Following the instruction of that paper, I constructed GMF and MLP embedding layers for both users and items. One of the advantages of embedding layers than pure item-user matrix is we can define space holders for users who did not appear in the training set and movies which were not rated by any user in training. Following the embedding layers, two concatenation layers combine user embedding and item embedding seperately for GMF and MLP. Each MLP layer uses relu activation function and followed with batch normalization and drop-out regularization. Batch normalization ensures the stability of input to next layer, while drop-out regularization with probability of 20% is added to prevent overfitting issue. Input dimension of first MLP layer is same as latent dimension of embedding matrix, while the output is 100. Output dimension of second MLP layer is 50. The entire structure of our NCF model is shown as below figure.
NCF parameters:
- Dimension of embedding layer: 20
- Number of epoch: 5
- Learning rate: 0.01
- Loss function: root mean square error
- Mini-batch size: 64
- Optimizer: Adam optimizer
Five iteration is enough for model training since the gradient of loss curve is close to zero after the third iteration. We use rooted mean square error as loss function. From the epoch-loss graph, we can perceive this model ends with training rmse of 0.75 which is much better than either MF or collaborative. The rmse of NCF model on testing set is 0.73, slightly smaller than the training, indicating we do not need to concern about overfitting issue.
In previous section, we have observed that number of epoch is not the main issue limiting model performance. Learning rate and dimension of embedding layer are possible direction of optimization. Since learning rate 0.01 is a commonly used for neural network training, we will primarily focus on finding optimized value for embedding layer size. We tried five difference sizes and found out models with embedding layer size of 20 and 25 performs better than other values in a 3-fold cross-validation. More dimensions of embedding matrix indicates less error on training but a loss of generality, therefore, we choose to set embedding layer size as 20 for pre-trained NCF model.
The distribution of user rating counts indicates over half of users have rated less than 50 movies. Recommender system may suffer higher error or bias when given user is inactive (have limited records). Therefore, it is important to check the performance of NCF model on inactive or active user. We splited user into six groups, those who have rated less than 10, from 10 to 20, from 20 to 50, from 50 to 80, from 80 to 150 and over 150.

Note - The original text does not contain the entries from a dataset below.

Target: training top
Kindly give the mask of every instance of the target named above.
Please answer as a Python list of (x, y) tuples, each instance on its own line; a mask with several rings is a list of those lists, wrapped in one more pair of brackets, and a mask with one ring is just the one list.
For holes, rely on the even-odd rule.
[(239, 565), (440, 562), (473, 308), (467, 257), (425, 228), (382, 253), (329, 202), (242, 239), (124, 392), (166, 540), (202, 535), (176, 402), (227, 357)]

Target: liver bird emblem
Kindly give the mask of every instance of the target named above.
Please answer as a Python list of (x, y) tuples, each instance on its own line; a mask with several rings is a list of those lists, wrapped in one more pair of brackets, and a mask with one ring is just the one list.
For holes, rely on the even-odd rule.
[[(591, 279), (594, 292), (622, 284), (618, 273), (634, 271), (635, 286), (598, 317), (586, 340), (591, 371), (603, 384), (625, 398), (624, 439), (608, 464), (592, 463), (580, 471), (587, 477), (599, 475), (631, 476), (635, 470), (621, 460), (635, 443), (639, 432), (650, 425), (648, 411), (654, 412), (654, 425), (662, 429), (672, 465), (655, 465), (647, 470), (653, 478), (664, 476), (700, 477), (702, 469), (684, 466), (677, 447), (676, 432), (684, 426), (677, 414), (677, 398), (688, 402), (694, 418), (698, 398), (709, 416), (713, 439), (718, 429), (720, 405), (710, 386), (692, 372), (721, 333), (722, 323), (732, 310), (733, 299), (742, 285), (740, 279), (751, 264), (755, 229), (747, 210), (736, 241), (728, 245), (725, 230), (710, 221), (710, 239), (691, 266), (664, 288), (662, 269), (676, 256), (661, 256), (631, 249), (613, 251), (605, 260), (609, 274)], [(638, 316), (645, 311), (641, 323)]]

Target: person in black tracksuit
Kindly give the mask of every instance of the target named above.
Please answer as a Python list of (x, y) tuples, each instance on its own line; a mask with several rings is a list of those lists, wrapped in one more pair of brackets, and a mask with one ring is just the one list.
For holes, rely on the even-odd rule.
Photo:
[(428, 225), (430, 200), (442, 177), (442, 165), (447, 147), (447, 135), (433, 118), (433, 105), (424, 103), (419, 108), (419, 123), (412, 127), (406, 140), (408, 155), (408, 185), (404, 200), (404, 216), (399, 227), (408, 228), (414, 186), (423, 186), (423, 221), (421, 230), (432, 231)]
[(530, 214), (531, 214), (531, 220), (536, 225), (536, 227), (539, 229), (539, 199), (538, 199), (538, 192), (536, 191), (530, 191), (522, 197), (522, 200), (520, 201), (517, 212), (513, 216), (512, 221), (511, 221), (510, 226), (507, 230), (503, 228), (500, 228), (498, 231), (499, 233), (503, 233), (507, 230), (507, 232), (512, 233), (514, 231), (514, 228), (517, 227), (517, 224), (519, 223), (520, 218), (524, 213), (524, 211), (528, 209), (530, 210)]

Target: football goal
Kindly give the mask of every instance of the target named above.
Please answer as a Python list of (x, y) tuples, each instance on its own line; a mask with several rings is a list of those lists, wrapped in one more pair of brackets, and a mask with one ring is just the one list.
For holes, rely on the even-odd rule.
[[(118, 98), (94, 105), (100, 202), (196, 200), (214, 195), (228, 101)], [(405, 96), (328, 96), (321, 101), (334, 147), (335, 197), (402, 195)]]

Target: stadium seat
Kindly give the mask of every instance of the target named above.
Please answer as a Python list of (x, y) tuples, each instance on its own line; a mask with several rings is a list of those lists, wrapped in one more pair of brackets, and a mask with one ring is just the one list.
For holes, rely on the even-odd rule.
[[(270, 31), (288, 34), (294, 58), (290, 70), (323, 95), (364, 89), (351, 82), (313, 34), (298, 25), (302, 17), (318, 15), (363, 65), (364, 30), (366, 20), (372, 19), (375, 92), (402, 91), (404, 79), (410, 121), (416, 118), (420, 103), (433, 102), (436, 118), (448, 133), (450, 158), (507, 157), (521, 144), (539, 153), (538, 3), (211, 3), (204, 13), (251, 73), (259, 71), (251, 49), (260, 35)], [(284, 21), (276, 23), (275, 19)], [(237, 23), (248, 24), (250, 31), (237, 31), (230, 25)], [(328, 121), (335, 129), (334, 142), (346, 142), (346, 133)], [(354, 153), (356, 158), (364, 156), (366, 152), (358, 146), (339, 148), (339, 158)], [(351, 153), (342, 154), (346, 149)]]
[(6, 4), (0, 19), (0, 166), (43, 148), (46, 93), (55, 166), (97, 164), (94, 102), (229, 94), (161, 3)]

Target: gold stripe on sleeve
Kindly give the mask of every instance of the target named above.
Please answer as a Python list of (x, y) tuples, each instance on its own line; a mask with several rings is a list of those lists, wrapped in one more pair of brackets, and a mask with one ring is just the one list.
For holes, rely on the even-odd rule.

The insteresting fact is the prediction of our NCF model has smaller rmse on user who has rated less than 10 movies than those who has rated between 10 and 20 movies. Since there are over one hundred thousands records for each of these two groups, this finding is reliable. Overall, in the worst case scenario, rmse of NCF model is still higher than MF-ANN, traditional collaborative filtering and baseline models.